Ética y moralmente las conductas en las que habría presuntamente incurrido el diputado del Atlántico Nicolás Petro, de acuerdo con las denuncias reveladas por su exesposa, Day Vásquez, son inadmisibles. Porque han dejado al descubierto los peores vicios de la política, como la venta de favores, aparentemente, bien pagados por personajes cuestionados en extremo. De esos con los que se toman fotografías o hacen negocios, pero solo de puertas para adentro o de espaldas a entornos transparentes, honestos o dignos. Por algo será. Mientras menos se sepa mejor para que el ennegrecido entramado pase desapercibido. Es a lo que se apuesta siempre. Pero la madeja, más temprano que tarde, empieza a deshacerse por la punta menos esperada. Generalmente cuando ya es demasiado tarde para intentar contener los efectos que produce. Una explosión controlada, la llaman algunos, que, en este caso, demasiados sabían que llegaría.

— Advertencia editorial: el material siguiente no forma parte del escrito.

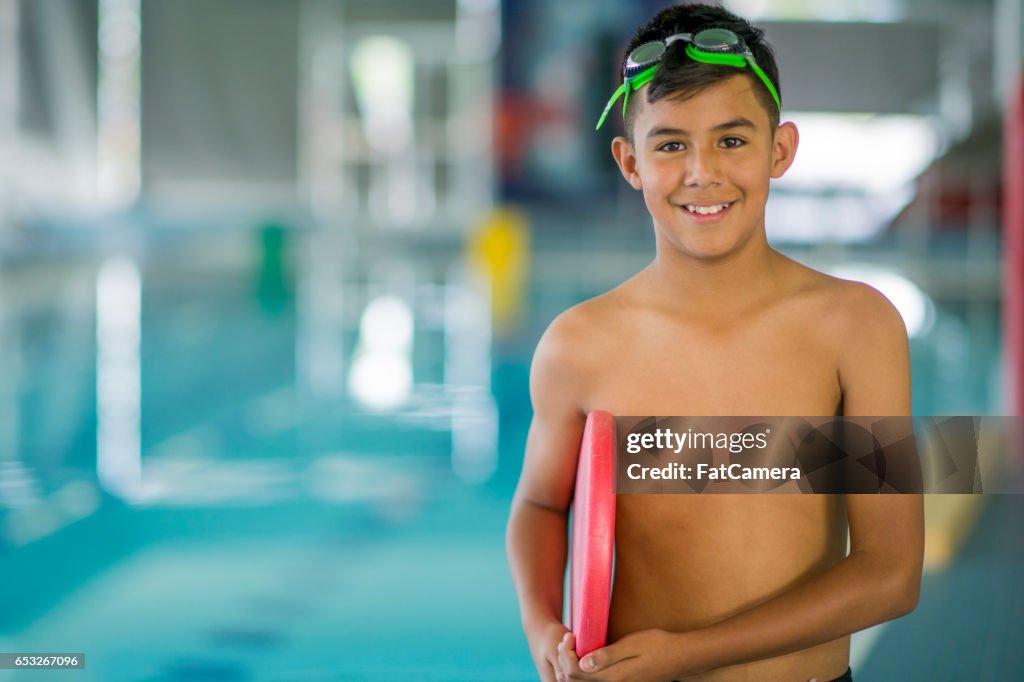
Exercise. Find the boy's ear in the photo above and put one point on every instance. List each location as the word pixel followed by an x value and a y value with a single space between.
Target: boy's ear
pixel 784 145
pixel 626 157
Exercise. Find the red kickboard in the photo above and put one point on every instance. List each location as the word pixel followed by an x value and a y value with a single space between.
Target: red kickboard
pixel 593 534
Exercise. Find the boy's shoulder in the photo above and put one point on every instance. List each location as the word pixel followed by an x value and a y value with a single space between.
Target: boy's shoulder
pixel 844 305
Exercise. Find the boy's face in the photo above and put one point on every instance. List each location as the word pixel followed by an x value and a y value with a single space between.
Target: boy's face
pixel 683 156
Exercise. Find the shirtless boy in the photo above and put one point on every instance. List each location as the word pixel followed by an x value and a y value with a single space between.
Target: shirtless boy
pixel 716 587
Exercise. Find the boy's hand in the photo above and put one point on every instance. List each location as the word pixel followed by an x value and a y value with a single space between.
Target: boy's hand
pixel 544 647
pixel 647 655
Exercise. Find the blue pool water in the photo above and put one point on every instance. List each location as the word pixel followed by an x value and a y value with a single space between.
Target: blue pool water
pixel 288 531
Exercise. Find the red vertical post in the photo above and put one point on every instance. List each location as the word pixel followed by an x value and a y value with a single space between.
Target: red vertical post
pixel 1013 231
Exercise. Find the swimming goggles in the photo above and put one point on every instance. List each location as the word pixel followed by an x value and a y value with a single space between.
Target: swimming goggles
pixel 709 46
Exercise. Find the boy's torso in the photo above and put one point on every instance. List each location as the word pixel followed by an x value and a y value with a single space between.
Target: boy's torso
pixel 687 561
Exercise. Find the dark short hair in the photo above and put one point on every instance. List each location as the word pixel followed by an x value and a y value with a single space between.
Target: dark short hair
pixel 679 77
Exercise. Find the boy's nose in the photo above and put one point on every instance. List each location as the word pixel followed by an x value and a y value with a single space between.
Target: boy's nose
pixel 701 169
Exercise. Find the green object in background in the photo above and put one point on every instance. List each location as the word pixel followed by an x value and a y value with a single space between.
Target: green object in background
pixel 273 279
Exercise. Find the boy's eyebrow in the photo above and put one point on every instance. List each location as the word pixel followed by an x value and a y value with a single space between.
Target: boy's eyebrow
pixel 734 123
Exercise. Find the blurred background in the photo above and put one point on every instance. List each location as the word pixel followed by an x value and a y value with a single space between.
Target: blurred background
pixel 271 272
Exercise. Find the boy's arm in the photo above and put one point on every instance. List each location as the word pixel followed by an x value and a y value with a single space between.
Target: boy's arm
pixel 879 581
pixel 537 536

Hace más de un mes este escandaloso asunto venía rumoreándose con fuerza en los pasillos de la Casa de Nariño, luego de que el mismo Petro les pidiera a sus más estrechos colaboradores evitar o suspender todo contacto con su hijo Nicolás, su hermano Juan Fernando, o cualquier otro integrante de su familia. ¿Pudo haber hecho más? Seguramente. Porque lo que supuestamente ocurría a su alrededor o a sus espaldas, como se ha venido a señalar, empezaba a estar claro como la luz. “Tráfico de influencias, representación indelicada de funciones de los ministerios o beneficios criminales a cambio de sobornos” son expresiones empleadas por el presidente para referirse al supuesto provecho personal que sus parientes estarían obteniendo del apellido que comparten y de la posición de privilegio que las urnas les otorgaron el año pasado.
Ciertamente, la connivencia con el inconmensurable poder político abre la puerta a caer, una y otra vez, en tentaciones que sin un incondicional sentido de la probidad, responsabilidad y decencia resultará difícil de cerrar. Ante lo consignado en las pruebas conocidas, la sombra de la corrupción se alarga sobre el hijo del presidente de la República, su círculo cercano de familiares y amigos, e incluso se extiende a un grupo significativo de altos funcionarios del Estado, entre ellos ministros tan importantes como los del Interior, Minas o Salud, que reconocieron reuniones con el dirigente del Pacto Histórico, aunque todos se desmarcaron de la entrega de puestos o ‘cupos’. Curioso apelativo con el que la entonces pareja Petro-Vásquez se refería a la repartija burocrática que recibirían en entidades nacionales, mientras se dedicaban a acumular decenas de millones de pesos que iban a parar a maletas o cajas fuertes en su lugar de residencia.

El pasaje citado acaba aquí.